Where else might they demand "a right" to travel? Through Rimutaka tunnel? Through the Terrace Tunnel? Through Lyttelton Tunnel? It's a nonsense. Pay for a walkway, or use the bus or ferry.

7 comments:

jarbury said...

As much as a protest against not having walking/cycling lanes across the Harbour Bridge, this is a protest against NZTA not scheduling a proper celebration of the harbour bridge's 50th anniversary by opening it up for people to walk across.

It's just a Sunday morning when the bridge is dead quiet anyway. Closing off two lanes would do no harm at all. Come on Libertyscott, I'll see you there!

Clarke said...

You said:

"The construction of Auckland Harbour Bridge was funded through tolls on motorists and its ongoing maintenance is funded through fuel taxes and road user charges on motorists. Auckland ratepayers pay nothing. Pedestrians and cyclists pay nothing. There is no "right" to use something you don't pay for, and which creates hazards for those who do."

Actually this is only partly true. The bridge is part of SH1 so its maintenance is funded in the same way as the rest of the roading network. According to the Ministry of Transport "Surface Transport Costs and Charges" study from 2005, motorists only pay 68% of their direct costs for the network - the remainder comes out of general taxation. This means that pedestrians and cyclists are indeed paying for the Auckland Harbour Bridge, albeit indirectly.

Working from the principle of "no taxation without representation", it appears completely fair that NZTA open the lanes for a few hours.

The updated STCC study info can be found here: http://transport.govt.nz/understanding-transport-costs-and-charges-utcc/

Sally said...

Cyclist better watch out; government is always looking at ways to tax the life blood out of its people.

Before you know it, they will require that all bicycles be registered. There will be laws put in place for the police to collect fines because the owner does not have a warrant of fitness with the registration.

May sound far fetched but look at where we are with the nonsense of the destructive carbon taxes!

libertyscott said...

Jarbury: There are serious reasons why walking on the bridge before it is strengthened to allow it is immensely destructive. It is about resonance. Also, since when is it ok to break road rules, when you're a cyclist?

Clarke: The full cost of state highway maintenance is recovered from road users, you're taking one fact - around total costs and extrapolating nonsense. No general taxation pays to maintain any state highways.

Sally: Indeed it is a risk

Clarke said...

I phrased my point badly. The STCC study took into account all the costs of building and running the roading network, and when looked at holistically car drivers are only stumping up 68%. In effect there is a significant cross-subsidy from non-drivers to drivers.

This means that non-drivers should be entitled to a seat at the table when it comes to the expenditure.

Samuel said...

"There are serious reasons why walking on the bridge before it is strengthened to allow it is immensely destructive. It is about resonance."
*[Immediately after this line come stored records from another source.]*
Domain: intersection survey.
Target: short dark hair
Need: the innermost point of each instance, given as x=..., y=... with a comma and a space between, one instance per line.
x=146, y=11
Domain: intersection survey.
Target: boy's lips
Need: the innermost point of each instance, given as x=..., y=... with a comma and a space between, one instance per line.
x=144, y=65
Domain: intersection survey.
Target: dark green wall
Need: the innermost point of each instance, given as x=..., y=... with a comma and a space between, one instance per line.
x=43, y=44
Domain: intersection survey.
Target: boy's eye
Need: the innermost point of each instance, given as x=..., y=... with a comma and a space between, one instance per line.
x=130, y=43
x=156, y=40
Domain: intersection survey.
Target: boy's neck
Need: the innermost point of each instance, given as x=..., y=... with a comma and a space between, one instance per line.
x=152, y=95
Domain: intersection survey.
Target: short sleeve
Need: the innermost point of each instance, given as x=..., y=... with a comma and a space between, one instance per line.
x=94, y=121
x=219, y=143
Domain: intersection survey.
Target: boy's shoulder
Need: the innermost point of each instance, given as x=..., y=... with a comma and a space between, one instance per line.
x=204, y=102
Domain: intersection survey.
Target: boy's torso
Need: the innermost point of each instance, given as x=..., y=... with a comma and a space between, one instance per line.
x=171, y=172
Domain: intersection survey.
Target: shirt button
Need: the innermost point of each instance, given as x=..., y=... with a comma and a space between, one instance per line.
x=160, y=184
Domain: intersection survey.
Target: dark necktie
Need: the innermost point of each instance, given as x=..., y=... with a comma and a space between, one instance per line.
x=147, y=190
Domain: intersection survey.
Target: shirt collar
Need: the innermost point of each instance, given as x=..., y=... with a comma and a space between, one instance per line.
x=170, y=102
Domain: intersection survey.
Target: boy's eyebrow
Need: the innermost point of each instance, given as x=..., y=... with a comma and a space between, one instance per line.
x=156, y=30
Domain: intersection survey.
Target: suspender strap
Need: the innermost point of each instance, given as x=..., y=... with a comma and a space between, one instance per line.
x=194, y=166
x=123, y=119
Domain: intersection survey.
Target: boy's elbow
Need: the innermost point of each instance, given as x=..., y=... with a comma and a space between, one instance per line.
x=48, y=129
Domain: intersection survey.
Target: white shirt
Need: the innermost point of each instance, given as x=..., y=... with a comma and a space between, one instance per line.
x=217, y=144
I'm pretty sure you only get resonance when people are marching across in lockstep, not walking normally. The Harbour Bridge carries thousands of vehicles a day, so since nobody's proposing to march an army across it, you can probably rest easy on this.

jarbury said...

Oh dear it was just so dangerous today. All the little kids were in such enormous danger.

OK I'll turn off sarcasm - damn that was fun! You'll regret not being there Liberty!